Como quien espera un Mesías, nuestra sociedad ha estado pendiente del “político de nueva generación”, expectativa incumplida década tras década, dejándonos inconformes y presos de un conjuro del que quisiéramos zafarnos.
Sin lugar a dudas, en el pasado brillaron hombres y mujeres de ideas y proyectos diferentes a los de sus mayores, de claras intenciones renovadoras; decididos a sacudir las estructuras dañadas del país. Si nos fijamos, desde mediados del siglo veinte surgieron jóvenes idealistas que conformaron un verdadero recambio generacional.
Comenzaron desembarcando en la bahía de Luperón en 1949, hasta la revolución de abril de 1965, y siguieron luchando durante los tiempos del balaguerato. Tuvimos, durante ese siglo, un número de mártires y héroes superior a los de siglos anteriores. Pretendieron, aparte de redimirnos de la dictadura, una nueva sociedad.

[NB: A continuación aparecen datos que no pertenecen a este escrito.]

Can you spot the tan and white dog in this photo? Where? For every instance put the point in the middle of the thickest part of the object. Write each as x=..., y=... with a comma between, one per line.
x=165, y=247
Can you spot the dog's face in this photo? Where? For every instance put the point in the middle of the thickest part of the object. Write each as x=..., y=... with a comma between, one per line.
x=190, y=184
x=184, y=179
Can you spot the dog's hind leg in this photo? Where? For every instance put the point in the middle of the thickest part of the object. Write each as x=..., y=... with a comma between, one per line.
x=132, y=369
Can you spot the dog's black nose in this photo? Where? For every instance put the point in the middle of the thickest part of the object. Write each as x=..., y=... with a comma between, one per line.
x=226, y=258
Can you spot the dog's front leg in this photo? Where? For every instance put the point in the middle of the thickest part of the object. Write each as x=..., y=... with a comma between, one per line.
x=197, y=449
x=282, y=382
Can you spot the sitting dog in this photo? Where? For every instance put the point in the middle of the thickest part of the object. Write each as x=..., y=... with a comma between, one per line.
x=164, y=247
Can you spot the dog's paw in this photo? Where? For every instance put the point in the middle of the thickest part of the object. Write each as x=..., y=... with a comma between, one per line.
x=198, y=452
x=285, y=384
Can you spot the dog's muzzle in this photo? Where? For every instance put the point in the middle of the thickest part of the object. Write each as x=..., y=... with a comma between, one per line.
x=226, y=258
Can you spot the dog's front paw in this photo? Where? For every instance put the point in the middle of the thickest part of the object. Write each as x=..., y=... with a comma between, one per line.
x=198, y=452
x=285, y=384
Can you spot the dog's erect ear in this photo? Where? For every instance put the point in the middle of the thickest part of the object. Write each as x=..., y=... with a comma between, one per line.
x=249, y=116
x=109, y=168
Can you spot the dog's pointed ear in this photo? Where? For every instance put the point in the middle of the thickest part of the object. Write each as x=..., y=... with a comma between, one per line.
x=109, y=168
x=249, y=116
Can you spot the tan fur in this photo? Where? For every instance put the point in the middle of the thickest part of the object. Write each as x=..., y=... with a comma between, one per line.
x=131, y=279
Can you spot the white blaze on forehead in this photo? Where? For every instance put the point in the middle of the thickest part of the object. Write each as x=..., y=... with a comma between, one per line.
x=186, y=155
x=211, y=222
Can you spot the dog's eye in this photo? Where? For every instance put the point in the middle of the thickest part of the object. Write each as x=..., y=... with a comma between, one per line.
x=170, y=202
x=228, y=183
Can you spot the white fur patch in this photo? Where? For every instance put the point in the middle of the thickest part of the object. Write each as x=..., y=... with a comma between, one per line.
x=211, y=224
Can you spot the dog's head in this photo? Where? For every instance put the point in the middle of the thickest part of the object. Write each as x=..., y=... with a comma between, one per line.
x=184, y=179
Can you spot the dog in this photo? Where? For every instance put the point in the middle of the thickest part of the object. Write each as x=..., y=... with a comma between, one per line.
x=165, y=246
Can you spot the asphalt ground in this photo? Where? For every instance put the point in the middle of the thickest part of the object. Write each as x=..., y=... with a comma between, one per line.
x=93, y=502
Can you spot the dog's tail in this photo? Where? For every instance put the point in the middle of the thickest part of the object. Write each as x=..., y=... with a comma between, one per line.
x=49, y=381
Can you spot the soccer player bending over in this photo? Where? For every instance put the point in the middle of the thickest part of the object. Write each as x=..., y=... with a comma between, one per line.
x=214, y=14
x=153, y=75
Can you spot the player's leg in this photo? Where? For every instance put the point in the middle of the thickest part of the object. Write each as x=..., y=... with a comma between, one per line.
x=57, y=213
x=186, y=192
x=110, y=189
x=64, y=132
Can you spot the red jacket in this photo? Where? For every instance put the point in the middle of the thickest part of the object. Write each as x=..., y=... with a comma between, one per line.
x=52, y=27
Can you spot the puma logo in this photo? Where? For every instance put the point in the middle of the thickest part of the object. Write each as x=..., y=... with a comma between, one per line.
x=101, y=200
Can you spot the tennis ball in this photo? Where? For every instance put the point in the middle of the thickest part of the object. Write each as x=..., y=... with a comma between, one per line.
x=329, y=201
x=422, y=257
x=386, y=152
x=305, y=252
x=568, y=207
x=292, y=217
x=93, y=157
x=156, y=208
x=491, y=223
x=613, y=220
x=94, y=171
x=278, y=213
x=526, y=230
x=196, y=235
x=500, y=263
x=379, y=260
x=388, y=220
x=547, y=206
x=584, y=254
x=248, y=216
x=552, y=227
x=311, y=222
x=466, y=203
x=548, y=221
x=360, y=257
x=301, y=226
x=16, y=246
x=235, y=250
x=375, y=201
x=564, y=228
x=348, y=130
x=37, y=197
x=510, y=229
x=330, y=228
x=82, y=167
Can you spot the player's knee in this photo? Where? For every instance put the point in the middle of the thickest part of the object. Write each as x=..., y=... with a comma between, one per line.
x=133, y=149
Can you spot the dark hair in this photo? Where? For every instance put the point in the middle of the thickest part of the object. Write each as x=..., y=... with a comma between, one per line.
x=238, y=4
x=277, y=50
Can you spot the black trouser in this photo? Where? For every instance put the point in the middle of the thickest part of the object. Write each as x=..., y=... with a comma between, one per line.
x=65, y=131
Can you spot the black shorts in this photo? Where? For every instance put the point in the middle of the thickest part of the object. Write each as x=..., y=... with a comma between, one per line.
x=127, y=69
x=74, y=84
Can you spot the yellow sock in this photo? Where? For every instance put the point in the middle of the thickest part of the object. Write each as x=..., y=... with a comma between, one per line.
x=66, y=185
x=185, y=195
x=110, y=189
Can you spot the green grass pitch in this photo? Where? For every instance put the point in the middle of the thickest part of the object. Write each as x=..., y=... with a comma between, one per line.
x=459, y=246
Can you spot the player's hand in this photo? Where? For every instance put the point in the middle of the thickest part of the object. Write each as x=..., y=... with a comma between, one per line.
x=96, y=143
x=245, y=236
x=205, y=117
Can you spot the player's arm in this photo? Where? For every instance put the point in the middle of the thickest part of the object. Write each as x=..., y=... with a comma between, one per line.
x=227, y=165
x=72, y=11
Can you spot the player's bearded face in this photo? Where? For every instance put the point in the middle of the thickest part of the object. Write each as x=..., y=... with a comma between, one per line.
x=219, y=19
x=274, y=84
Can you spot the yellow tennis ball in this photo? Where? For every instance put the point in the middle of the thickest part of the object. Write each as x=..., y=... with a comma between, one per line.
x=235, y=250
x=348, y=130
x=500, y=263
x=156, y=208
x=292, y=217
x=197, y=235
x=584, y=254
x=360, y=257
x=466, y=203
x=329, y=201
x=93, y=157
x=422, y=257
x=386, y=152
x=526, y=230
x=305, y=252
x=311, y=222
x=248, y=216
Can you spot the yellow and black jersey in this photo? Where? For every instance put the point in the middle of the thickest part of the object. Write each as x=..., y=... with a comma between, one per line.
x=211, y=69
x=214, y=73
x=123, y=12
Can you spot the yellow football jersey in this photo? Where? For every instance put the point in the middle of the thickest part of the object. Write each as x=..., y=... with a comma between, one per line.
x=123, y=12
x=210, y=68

De izquierda o derecha, seguían doctrinas, metas y proyectos específicos. Su pensamiento, distaba años luz de la frialdad pragmática y sin valores de la gobernanza tradicional que, finalmente, triunfó. Se han llamado “generaciones perdidas”, porque no llegaron a gobernar, perdieron sus vidas, o cedieron.
Luego, colocamos esperanzas en líderes específicos – unos más viejos que otros – que concluyeron doblegados por un status quo intransigente. Juan Bosch y Peña Gómez serían paradigmas de transformadores neutralizados. Al final, es Concho Primo quien gana la pelea en el cuadrilátero criollo.
Entonces, gobernaron Leonel Fernández y Danilo Medina, provenientes de un partido doctrinario e irradiando juventud. ¿La nueva generación esperada? No. Terminaron empeorando y degenerando aún más el quehacer político. Ambos, representan un trágico contraste ente la edad cronológica y la mental. Traicionaron a sus coetáneos y a su pueblo.
Los anhelos de recambio generacional siguen, a pesar de los desencantos y de los misterios que no acabamos de entender: ¿por qué somos testigos de auténticos cambios generacionales en otros países y en el nuestro ha sido tan difícil?
Nos ilusionamos con esas caras jóvenes que asoman en los partidos, en las cámaras de representantes, y en las funciones de gobierno. Pero apenas unos pocos dan la talla. Si bien hay excepciones, hemos vuelto a quedar defraudados.
Pero ese atascamiento generacional tiene explicaciones, ya que “no podía no ser así.”
Giselle Davis Toledo, socióloga y catedrática chilena, interesada en el fenómeno de renovación política, explica por qué es tan difícil un cambio de mentalidad en nuestros nuevos políticos: “la falta de renovación (encerramiento) del campo político y los vicios de las formas tradicionales de hacer política…” Para ella, son en esos “vicios de la tradición política” donde podemos comenzar a explicarnos el fenómeno.
Está claro: la formación de los más jóvenes en el quehacer partidario viene dada dentro de un quehacer viciado y por líderes vetustos, deformados, corruptos, e indiferentes al bienestar social. Líderes que pasan a convertirse en sus figuras modélicas. Las excepciones no amainan la influencia del conjunto dirigencial.
Durante la militancia partidaria, a los recién llegados se les anestesia cualquier intención de recambio generacional. De ellos, solo interesa vender sus caras jóvenes y no sus ideas. Vehículos de último modelo al que les instalan motores viejos.
Adiestrados por sus mayores, terminan creyendo en lo inevitable de la vieja y maleada formas de la hacer política: “Así es la política aquí, no hay de otra", afirman escépticos.
No basta calzar tenis de moda, bailar bachata, usar corbaticas chulas, mostrarse junto a obscenos “inluencers”, tener cara de galán, ni ser buen administrador: si las ideas trascendentes y el respeto al colectivo se abandonan, dejándole paso al pragmatismo desalmado y al egoísmo grupal, es previsible que muchos terminen robando, trampeando y haciéndolo igual que sus tutores.
Sin embargo, a pesar de lo anterior, debemos seguir esperanzados, pues, de una manera u otra, tarde o temprano, encontraremos una auténtica y nueva generación de políticos. De esos que dejan de amasarse el ego, acumular dinero y enviciarse con el poder, para dedicarse a sacarnos del tercer mundo.